Just down the street from the Alamo Theater, F. Jones Corner is dedicated to the revitalization of Jackson’s blues music scene. The venue is housed in a historic 1923 building that was once home to the Fields Café, where musicians new and old could showcase their songs. F. Jones Corner is continuing that tradition with a calendar of music that spans from bluegrass to hip hop, so check its calendar to see when blues is on the music menu. Locals say this is the place for late-night revelry after other clubs have closed, and while you usually have to pay a cover, the great music and inexpensive food and drinks are worth it.
Back in the mid-1970s, Harold and Malcolm White were brothers with a dream.

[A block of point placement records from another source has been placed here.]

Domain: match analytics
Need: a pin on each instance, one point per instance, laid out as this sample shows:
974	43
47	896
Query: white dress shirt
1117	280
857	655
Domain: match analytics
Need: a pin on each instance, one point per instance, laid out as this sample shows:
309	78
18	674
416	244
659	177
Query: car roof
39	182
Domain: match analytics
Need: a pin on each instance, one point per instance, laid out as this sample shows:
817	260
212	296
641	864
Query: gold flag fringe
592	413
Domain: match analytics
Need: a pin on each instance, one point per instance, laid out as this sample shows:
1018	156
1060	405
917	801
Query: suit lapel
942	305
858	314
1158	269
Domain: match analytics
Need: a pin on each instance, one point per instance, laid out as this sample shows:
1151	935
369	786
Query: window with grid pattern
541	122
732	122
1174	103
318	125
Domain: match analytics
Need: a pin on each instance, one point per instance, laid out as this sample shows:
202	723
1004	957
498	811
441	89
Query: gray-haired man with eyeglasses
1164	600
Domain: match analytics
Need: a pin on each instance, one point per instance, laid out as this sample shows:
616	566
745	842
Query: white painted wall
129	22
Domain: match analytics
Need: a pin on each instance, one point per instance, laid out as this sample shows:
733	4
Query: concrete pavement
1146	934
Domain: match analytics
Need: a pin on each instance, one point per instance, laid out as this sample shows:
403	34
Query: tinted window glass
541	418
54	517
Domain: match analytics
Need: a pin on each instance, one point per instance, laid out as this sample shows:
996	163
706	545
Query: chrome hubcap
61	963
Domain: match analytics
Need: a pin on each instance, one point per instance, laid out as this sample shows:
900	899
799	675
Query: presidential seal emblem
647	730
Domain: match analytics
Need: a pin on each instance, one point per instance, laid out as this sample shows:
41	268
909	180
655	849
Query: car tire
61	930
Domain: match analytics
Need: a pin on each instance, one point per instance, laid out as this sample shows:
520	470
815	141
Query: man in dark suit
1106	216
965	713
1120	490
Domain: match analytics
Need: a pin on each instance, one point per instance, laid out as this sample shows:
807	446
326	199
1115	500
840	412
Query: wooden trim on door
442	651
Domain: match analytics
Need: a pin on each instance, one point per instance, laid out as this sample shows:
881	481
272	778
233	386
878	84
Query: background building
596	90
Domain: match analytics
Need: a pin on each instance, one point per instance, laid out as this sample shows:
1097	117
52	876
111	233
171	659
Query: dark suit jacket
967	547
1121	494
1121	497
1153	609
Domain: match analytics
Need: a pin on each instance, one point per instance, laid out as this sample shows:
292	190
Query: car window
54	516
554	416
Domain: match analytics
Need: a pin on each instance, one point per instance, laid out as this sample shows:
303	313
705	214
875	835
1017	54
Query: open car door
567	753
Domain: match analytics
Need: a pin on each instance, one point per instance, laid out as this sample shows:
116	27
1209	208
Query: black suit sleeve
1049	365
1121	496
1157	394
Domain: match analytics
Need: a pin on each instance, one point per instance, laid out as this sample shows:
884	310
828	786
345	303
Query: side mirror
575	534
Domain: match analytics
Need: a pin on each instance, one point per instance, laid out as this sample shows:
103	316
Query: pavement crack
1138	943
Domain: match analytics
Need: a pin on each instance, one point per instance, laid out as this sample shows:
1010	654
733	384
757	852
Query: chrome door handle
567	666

They wanted to create a community-centered music venue that was half bar and half family-friendly restaurant. Their dream became a reality in 1985 when Hal & Mal’s opened in a historic brick warehouse on the outskirts of town. From the get go, they booked big acts like the Temptations, and their dedication to showcasing great music is still going strong today. If your stomach gets to rumbling while you're soaking in the blues, flag down a waiter and order some quintessential Southern food. The cuisine gets as many raves as the music, with satisfied guests swearing by the red beans and rice and the catfish po'boy that was featured on the Travel Channel show “Man v. Food Nation.”